Cachexia is usually a side effect of an underlying medical condition, so the focus for prevention lies in keeping the underlying chronic condition at bay.

Some conditions, such as COPD or HIV, are potentially preventable. However, other conditions that cause cachexia are largely unavoidable, such as cancer, rheumatoid arthritis, and Crohn’s disease.

An active lifestyle with balanced nutrition may reduce the risk of a chronic condition that could lead to cachexia.

What is cancer anorexia-cachexia syndrome?

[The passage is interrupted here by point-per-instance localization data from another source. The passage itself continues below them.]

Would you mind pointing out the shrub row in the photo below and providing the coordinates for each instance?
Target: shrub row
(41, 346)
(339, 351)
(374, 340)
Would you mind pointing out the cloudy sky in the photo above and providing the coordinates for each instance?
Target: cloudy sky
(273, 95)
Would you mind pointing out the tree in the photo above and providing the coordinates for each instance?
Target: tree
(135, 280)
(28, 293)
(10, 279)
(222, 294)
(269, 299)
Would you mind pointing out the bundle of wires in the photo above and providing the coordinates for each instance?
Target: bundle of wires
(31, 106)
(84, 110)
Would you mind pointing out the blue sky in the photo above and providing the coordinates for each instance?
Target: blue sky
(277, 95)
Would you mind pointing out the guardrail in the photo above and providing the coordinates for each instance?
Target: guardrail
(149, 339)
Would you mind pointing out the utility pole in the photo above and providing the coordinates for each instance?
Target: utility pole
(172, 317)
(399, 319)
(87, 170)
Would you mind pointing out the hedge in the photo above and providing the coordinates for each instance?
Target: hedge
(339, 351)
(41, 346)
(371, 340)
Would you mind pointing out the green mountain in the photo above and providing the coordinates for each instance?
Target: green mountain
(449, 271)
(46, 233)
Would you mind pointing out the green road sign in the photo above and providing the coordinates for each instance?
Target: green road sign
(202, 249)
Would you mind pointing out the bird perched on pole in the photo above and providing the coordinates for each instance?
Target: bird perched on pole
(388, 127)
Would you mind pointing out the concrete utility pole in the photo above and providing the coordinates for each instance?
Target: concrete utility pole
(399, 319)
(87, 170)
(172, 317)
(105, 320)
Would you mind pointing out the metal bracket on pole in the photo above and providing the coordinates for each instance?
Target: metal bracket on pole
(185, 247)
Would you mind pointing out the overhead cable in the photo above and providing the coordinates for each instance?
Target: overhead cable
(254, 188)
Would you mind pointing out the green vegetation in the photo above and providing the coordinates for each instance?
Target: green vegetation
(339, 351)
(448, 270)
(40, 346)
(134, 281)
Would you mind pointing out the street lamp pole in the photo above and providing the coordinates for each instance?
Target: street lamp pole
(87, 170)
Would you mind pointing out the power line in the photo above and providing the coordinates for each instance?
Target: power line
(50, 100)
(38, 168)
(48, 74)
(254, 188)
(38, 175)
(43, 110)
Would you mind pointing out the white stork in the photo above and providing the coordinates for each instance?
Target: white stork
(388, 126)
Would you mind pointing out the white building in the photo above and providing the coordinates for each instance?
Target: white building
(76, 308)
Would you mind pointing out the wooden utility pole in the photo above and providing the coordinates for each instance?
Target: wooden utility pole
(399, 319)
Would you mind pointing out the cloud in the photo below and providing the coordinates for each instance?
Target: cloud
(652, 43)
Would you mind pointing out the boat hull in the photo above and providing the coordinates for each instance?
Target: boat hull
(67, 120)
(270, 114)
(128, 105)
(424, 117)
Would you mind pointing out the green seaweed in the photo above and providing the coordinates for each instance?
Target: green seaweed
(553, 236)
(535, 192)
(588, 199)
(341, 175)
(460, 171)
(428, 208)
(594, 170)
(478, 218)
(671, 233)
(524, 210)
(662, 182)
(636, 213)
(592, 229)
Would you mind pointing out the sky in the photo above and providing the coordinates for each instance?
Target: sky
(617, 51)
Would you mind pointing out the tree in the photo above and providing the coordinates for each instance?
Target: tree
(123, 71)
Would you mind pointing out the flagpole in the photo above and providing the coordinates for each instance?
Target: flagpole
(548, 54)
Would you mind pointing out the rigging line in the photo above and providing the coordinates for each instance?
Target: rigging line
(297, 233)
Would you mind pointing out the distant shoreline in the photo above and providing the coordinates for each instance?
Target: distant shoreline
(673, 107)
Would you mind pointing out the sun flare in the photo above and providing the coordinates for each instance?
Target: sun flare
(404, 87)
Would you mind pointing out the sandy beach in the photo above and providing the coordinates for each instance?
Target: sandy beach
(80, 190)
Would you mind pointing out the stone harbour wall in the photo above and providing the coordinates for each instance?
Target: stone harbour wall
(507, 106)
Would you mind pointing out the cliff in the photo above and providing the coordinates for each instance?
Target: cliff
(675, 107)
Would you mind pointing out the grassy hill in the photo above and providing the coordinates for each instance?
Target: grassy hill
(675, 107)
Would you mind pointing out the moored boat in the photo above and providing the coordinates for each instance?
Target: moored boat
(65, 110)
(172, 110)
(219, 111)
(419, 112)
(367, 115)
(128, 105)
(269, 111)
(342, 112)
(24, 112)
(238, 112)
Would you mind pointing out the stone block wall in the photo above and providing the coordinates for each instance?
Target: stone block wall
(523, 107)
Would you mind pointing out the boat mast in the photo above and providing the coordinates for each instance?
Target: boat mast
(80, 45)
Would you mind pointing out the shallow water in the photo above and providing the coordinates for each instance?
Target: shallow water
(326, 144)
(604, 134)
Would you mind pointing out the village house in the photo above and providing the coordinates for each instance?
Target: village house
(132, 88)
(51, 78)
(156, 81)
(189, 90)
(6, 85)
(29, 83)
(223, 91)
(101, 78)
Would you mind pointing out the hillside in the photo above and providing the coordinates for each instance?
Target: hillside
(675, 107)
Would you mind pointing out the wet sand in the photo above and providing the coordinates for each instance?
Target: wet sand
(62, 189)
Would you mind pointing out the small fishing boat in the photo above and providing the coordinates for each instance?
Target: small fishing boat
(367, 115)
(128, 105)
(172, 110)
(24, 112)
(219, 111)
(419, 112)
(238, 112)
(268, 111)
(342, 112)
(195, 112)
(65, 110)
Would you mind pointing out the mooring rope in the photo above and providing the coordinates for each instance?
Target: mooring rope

People who have cancer sometimes experience a condition known as cancer anorexia-cachexia syndrome (CACS). It is cachexia, but with anorexia as part of the syndrome. Like cachexia, increasing calorie intake alone does not reverse the severe muscle wasting CACS causes.

The characteristics of CACS include:

  • muscle wasting
  • weight loss
  • loss of appetite
  • severe weakness or loss of strength and low energy level/fatigue
  • poor response to chemotherapy with increased side effects

Due to the complex nature of CACS, a multi-factor, tailored treatment plan may yield more favorable results, according to a 2015 review.

Cachexia is an often irreversible condition that occurs during the late stages of serious illnesses, including cancer and HIV. It causes severe, involuntary weight loss and muscle wastage.

An approach to treatment incorporating a range of therapies can help. However, the best way to prevent cachexia is to reduce the risk of underlying conditions.